L’evento ha un significato particolare oggi in quanto non si tratta solo di discutere dell’attualità delle sue posizioni filosofiche, ma anche di utilizzare gli strumenti offerti dalla sua fenomenologia per ripensare le categorie di spazio e tempo nell’era della comunicazione. Gli strumenti tecnologici e la diffusione capillare dei media ci permettono infatti oggi di accedere facilmente ai contenuti della conoscenza ed essere attori nella diffusione della conoscenza e dell’informazione. Ciò costituisce un vantaggio rispetto all’epoca in cui Merleau-Ponty parlava di “coscienza spaziale”, in quanto le nuove tecnologie permettono un allargamento delle strutture cognitive e della coscienza percettiva e questo allargamento dovrebbe, a nostro avviso, essere accompagnato da un’analisi filosofica ed una nuova concezione del mondo, alla stregua di quello che fece Merleau-Ponty nel dopoguerra.

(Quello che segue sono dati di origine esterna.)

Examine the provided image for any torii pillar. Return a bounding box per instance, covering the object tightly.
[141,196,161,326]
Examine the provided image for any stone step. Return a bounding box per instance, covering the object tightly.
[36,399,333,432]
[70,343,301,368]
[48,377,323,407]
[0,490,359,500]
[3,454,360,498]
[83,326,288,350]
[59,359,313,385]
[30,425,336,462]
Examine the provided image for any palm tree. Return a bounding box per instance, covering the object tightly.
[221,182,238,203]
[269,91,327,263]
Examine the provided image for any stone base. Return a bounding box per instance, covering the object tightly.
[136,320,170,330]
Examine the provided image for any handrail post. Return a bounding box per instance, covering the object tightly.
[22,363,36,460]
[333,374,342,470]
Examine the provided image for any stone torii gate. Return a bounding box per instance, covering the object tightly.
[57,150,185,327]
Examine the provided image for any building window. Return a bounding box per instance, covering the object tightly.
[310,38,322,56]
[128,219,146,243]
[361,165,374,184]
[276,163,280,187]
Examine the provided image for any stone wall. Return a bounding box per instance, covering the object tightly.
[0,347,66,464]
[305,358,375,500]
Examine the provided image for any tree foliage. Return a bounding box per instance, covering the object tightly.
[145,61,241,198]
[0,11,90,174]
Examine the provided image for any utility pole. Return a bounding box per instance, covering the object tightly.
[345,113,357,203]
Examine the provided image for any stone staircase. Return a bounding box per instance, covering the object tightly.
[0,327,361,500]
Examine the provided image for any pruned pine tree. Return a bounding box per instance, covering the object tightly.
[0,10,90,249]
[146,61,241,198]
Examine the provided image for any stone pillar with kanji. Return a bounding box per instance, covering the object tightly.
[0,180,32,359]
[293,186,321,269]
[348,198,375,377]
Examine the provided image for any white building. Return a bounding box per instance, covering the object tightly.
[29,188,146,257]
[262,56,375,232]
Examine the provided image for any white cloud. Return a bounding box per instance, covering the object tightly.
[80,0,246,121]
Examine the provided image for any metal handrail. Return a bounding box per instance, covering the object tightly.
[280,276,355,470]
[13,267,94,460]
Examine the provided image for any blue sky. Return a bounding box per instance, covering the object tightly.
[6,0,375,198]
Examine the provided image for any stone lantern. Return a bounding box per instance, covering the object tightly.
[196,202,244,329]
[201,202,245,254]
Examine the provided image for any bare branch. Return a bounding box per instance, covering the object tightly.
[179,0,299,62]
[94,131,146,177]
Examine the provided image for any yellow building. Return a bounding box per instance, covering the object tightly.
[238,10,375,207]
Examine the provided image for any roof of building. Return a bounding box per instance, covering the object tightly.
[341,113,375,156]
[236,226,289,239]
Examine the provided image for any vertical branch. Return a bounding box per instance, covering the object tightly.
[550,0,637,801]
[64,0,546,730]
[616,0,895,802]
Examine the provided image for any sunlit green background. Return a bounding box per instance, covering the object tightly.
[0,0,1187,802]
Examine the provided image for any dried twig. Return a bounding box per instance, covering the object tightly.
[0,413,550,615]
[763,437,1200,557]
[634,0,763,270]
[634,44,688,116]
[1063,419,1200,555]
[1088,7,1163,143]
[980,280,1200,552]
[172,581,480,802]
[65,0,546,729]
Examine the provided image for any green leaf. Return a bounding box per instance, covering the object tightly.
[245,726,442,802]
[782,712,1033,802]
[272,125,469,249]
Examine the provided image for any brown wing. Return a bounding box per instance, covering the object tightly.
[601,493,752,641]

Una concezione rivoluzionaria dello spazio

Nella Fenomenologia della percezione Merleau-Ponty sostiene che lo spazio non è semplicemente l’ambito (reale o logico) nel quale sono disposte le cose, ma il mezzo grazie al quale la posizione delle cose diviene possibile. Da questo punto di vista lo spazio non sarebbe una sorta di ‘etere’, un vuoto nel quale tutte le cose sarebbero sospese, ma, come afferma il filosofo stesso, sarebbe “la potenza universale delle loro connessioni”. Ma io posso vivere tra gli oggetti e considerare lo spazio sia come l’ambito in cui giacciono le cose sia come il loro attributo comune. Oppure posso cogliere l’essenza dello spazio a partire dal soggetto e della sua interiorità. In effetti lo spazio, pur essendo anteriore a me e alle cose che mi attorniano, persiste solo grazie al soggetto che lo percepisce. Nel momento in cui guardo la facciata di una casa indovino quali siano le sue dimensioni ed anche la posizione delle mura esterne che non sono in grado di vedere. Isolando la casa da un certo orizzonte (le altre case, il giardino etc) la casa sembra fuoriuscire da un tessuto piatto e bidimensionale per divenire tridimensionale. La casa “spunta fuori” grazie all’occhio che, con una sintesi tra ciò che vede e ciò che indovina, dona al solido una sua profondità. A mano a mano che giro intorno alla casa, la facciata prima, le mura laterali poi, scompaiono via via per fare posto ad una nuova visione (ad esempio quella del retro). Ma la casa che io vedo è sempre quella vista dalla facciata o dal retro o da un’altra posizione, ma mai la casa “nel suo insieme”.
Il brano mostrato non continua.